After six weeks, Dr. Acsadi called with the results. Carter had LAMA2-related muscular dystrophy, which causes muscle weakness and progressive atrophy. LAMA2-related MD is the result of two genetic mutations that cause complete or partial deficiency in the production of a protein called laminin-211, which plays a crucial role in skeletal muscle structure and function. LAMA2-related MD is the most common type of congenital muscular dystrophy, though it is still very rare. From the day Ashley and Matt received Carter’s diagnosis, they accepted that, “this is just our life now. It flipped a switch and then we were just worried about let’s make our house adaptable. Let’s buy a handicap van. What are the mobility devices he’ll need, so we can live as normal a life as possible,” she said.

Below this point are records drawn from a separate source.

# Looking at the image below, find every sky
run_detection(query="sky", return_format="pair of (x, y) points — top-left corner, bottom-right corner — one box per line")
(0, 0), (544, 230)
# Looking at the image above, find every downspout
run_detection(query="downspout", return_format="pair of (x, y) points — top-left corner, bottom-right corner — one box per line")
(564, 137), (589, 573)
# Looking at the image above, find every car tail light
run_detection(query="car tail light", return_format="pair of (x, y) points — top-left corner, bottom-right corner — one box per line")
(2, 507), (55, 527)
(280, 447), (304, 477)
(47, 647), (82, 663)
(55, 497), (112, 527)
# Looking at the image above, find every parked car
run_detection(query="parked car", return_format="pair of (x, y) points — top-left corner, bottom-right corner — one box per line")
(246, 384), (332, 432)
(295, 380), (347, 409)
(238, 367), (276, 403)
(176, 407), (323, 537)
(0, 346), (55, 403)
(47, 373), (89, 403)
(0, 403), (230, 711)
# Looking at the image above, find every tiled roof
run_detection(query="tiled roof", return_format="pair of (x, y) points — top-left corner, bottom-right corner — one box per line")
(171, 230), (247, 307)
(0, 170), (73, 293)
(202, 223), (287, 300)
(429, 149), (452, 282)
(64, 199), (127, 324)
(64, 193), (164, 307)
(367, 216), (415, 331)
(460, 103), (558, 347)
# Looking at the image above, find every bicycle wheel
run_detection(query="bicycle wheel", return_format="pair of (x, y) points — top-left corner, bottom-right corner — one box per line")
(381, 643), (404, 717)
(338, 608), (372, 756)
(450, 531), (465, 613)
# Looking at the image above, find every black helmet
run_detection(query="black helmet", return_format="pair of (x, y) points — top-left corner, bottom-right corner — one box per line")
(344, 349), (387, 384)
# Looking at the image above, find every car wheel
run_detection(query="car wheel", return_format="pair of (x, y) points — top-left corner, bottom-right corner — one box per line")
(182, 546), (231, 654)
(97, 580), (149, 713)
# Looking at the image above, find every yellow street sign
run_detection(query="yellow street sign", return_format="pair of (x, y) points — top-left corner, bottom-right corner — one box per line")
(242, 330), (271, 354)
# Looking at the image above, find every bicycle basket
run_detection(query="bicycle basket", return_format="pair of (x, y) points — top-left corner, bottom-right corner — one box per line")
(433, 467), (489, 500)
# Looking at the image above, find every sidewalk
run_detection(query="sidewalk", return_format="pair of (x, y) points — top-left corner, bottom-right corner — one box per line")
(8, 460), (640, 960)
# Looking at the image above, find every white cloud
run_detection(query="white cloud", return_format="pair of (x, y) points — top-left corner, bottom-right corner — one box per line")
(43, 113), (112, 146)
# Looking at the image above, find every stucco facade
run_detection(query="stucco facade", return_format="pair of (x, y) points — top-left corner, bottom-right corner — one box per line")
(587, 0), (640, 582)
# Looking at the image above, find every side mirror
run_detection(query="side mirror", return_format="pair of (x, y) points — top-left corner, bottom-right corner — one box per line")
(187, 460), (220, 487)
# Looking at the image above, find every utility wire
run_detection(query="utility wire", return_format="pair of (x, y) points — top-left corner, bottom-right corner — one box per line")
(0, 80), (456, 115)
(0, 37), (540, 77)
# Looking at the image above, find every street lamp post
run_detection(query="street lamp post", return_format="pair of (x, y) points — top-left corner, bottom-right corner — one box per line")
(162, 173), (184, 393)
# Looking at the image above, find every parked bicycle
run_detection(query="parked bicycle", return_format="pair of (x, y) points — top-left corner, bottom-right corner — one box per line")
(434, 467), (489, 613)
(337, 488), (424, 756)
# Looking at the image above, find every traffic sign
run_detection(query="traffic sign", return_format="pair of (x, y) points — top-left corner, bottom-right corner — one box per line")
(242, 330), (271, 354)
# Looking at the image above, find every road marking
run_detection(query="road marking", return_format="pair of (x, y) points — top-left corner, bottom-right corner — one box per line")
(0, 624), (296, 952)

Zooming through life with MD

When Carter was a year old, a Connecticut Children’s care coordinator helped the family acquire a grant for a miniature power chair sized for a young child, a $3,000 piece of equipment that wasn’t covered by insurance. “It was amazing. Carter could zoom around the house,” Ashley remembered. “He had total mobility in that thing.” Today, Carter gets around in a larger power chair that weighs 350 pounds, so heavy that they needed to install a lift from the garage level to their house. Carter continues to see multiple specialties at Connecticut Children’s, including neurology, endocrinology, pulmonary medicine, cardiology, gastroenterology, and physical and occupational therapy. In the future, Carter will need surgery for orthopedic spinal rods.

A brotherly bond

Carter is, in many ways, a typical 6-year-old boy. He loves all things cars and enjoys playing racing video games. For Hanukkah, his grandfather surprised him with tickets to a monster truck rally. At home, Carter and Calvin are like any siblings. They’re close, but they also fight over the iPad and spend hours playing tag and hide and seek. Although they are in different classrooms, Calvin is the go-to person when Carter’s power chair malfunctions at school. Carter attends a regular classroom, where school staff adapt activities to make sure he can participate fully. He especially loves PE, art, and music. “He’s super social,” Ashley said. “He remembers everybody’s name. He loves to talk and be around other people.”